This illusion has led people to make poor decisions about such things as what to eat (e.g., coffee, once bad, is now good for health), what medical procedures to use (e.g., the frequently recommended PSA test for prostate cancer has now been shown to be harmful), and what economic policies the government should adopt in recessions (e.g., trusting the government to be more efficient than the market).

According to Zellner (2001), Sir Harold Jeffreys had warned of this illusion, and, in 1961, referred to it as the “most fundamental fallacy of all.”

The solution is to base causality on meta-analyses of experimental studies.

**Discussion**

An obvious conclusion from the study by S&H is to de-emphasize descriptive statistics for regression packages. Software developers should provide statistics on the ability of alternative methods to produce accurate forecasts on holdout samples as the default option. They could allow users to click a button to access the traditional regression statistics, a warning label should be provided near that button.
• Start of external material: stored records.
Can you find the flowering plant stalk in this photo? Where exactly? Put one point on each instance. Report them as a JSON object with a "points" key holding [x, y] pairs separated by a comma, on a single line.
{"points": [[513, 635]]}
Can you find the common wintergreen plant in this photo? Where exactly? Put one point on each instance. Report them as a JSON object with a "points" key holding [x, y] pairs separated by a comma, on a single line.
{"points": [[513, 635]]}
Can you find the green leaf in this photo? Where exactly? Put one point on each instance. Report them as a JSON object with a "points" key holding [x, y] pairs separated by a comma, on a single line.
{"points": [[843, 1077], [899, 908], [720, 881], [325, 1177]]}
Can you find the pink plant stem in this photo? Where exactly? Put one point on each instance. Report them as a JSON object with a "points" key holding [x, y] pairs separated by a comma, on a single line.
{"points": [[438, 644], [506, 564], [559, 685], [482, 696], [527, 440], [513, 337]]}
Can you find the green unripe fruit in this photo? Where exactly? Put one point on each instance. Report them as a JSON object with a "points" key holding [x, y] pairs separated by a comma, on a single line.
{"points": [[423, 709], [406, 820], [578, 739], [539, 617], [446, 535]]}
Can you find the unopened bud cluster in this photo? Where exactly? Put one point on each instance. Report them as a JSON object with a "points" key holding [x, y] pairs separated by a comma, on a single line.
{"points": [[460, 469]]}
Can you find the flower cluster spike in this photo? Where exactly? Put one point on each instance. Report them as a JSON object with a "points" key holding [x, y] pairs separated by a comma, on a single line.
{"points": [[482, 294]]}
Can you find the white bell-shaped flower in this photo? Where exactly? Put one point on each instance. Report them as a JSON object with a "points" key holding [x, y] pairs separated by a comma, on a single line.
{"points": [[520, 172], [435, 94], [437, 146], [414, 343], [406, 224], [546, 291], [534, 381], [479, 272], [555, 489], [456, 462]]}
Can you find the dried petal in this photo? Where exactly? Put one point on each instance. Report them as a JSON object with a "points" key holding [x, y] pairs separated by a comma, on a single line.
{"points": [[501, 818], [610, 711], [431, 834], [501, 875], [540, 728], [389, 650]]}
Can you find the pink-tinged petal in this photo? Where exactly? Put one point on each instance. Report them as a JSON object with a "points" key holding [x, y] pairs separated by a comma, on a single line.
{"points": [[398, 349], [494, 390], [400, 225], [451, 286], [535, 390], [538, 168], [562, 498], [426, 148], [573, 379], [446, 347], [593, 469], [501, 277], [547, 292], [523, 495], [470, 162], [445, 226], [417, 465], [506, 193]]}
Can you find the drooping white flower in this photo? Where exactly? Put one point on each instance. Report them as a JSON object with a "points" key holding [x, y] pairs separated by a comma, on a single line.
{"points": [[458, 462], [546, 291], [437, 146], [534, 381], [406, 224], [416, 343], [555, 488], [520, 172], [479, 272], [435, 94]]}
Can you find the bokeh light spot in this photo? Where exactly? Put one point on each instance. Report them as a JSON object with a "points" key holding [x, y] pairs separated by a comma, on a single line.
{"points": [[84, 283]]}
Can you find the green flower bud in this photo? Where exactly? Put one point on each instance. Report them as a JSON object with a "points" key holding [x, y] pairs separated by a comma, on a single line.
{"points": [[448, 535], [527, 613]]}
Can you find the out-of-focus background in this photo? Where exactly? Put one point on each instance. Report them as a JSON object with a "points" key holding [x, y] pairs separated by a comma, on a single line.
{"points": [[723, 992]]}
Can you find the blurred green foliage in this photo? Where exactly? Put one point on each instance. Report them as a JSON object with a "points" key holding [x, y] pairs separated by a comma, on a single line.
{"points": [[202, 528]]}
S&H, echoing Friedman, emphasize that scientific theories should be tested for their predictive ability relative to other methods. Ord (2012) deplores the fact that few regression packages aid in such analyses. It would be helpful if software providers would focus on ex ante testing by making it easy to simulate the forecasting situation. For cross-sectional forecasts, use jackknifing—that is, use all but one data point to estimate the model, then predict for the excluded observation, and repeat until predictions have been made for each observation in the data. For time-series, withhold data, then use successive updating and report the accuracy for each forecast horizon. These testing procedures are less likely to lead to overconfidence because they include the uncertainty from errors due to over-fitting and errors in forecasting the predictor variables.

Software packages should provide statistics that allow for meaningful comparisons among methods (Armstrong and Collopy 1992). The MdRAE (Median Relative Absolute Error) was designed for such comparisons and many software packages now provide this statistic, so it should be among the default statistics, along with a link to the literature on this topic. Do not provide RMSE (Root Mean Square Errors) as it is unreliable and uninformative.

Allen and Fildes (2001) note that since 1985 there has been a substantial increase in the attention paid to ex ante forecast comparisons in published papers. This is consistent with the aims stated in the founding of the Journal of Forecasting in 1982, and subsequently, the International Journal of Forecasting.

Regression analysis is clearly one of the most important tools available to researchers. However, it is not the only game in town. Researchers made scientific discoveries about causality prior to the availability of regression analysis as shown by Freedman (1991) in his paper aptly titled “Statistical models and shoe leather.” He demonstrates how major gains were made in epidemiology in the 1800s. For example, John Snow’s discovery of the cause of cholera in London in the 1850s came about from “the clarity of the prior reasoning, the bringing together of many different lines of evidence, and the amount of shoe leather Snow was willing to use to get the data.” These three characteristics of good science, described by Freedman, are missing from most regression analyses that I see in journals.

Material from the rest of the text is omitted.